The Zionist ideology does not fit squarely within the Anglo-US foreign policy formula. It nevertheless needs to be tolerated for the Zionist (not Judaic) asset to function.
The promotion of an ideological symbiosis helps paper over the crack. There is a shared belief in racial, cultural, and religious inferiority and dehumanisation. ‘The other’. This attitude is stereotyped for general Western consumption. It also happens to be the subject of some prejudice by Ashkenazis against Sephardic Jews.
Western goals include suppressing the repetition of historical dominance by Muslims and gaining access to resources to stay in the game globally.
The West hopes the Middle East (and Iran given the Russian and Chinese nexus) can be preyed upon by a well reared guard dog by relying on its training, support, and characteristic instincts. Given its construct, size, and location Israel can never achieve domination over the region. History bears testimony. Historic Palestine is the natural state of the land whilst a Greater Israel is an unnatural attempt to extend and maintain a colonial project. The colonised never accept their colonisers.

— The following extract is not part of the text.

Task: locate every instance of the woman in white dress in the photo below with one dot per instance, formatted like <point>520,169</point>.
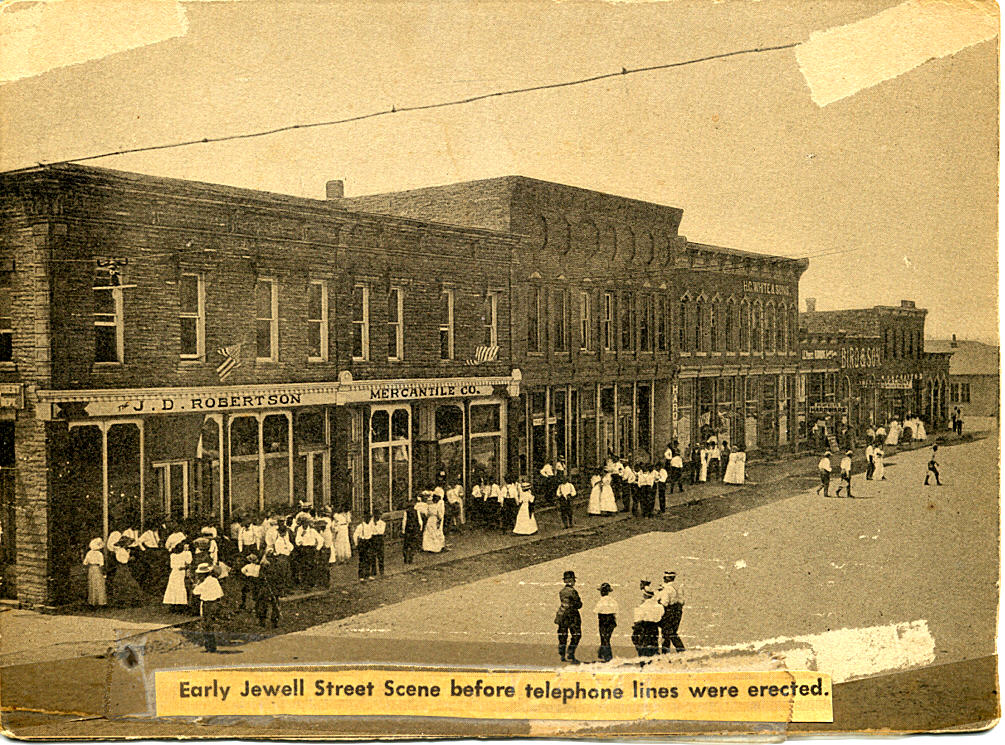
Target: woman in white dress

Even if a ceasefire is somehow achieved that will not break the cyclical pattern of violence witnessed since the 1948 Nakba. Why would it while the West fuels the ‘Greater Israel’ plan to redraw territorial lines to help confront emerging global contenders and impose ideological superiority.
On 27 September 2024 while addressing the General Assembly of the United Nations the Russian Foreign Minister, Sergey Lavrov, referred to the world being divided into “those sitting around the table of democracy and those that are on the menu…”.
This resonates with Muslims. The Prophet (PBUH) described people who would summon one another to attack Muslims being akin to people when eating inviting others to share their dish. Such occurrence would be irrespective of the size of the Muslim population and instead down to the depleted condition of their faith and their preference for materialism.
But Allah’s Messenger (PBUH) also described believers as being merciful and showing love among themselves, being kind and resembling one body, so that, if any part was unwell then the whole body shared its pain.
This carefully and accurately reflects the sentiment and condition of Muslims as a collective non-sectarian mainstream body of humanity. But many criticise the misalignment between most Middle Eastern state actors and Muslims generally, and the corresponding failure to achieve relief and regional security.
Akhtar Raja, is a British lawyer based in London and Principal of Quist Solicitors.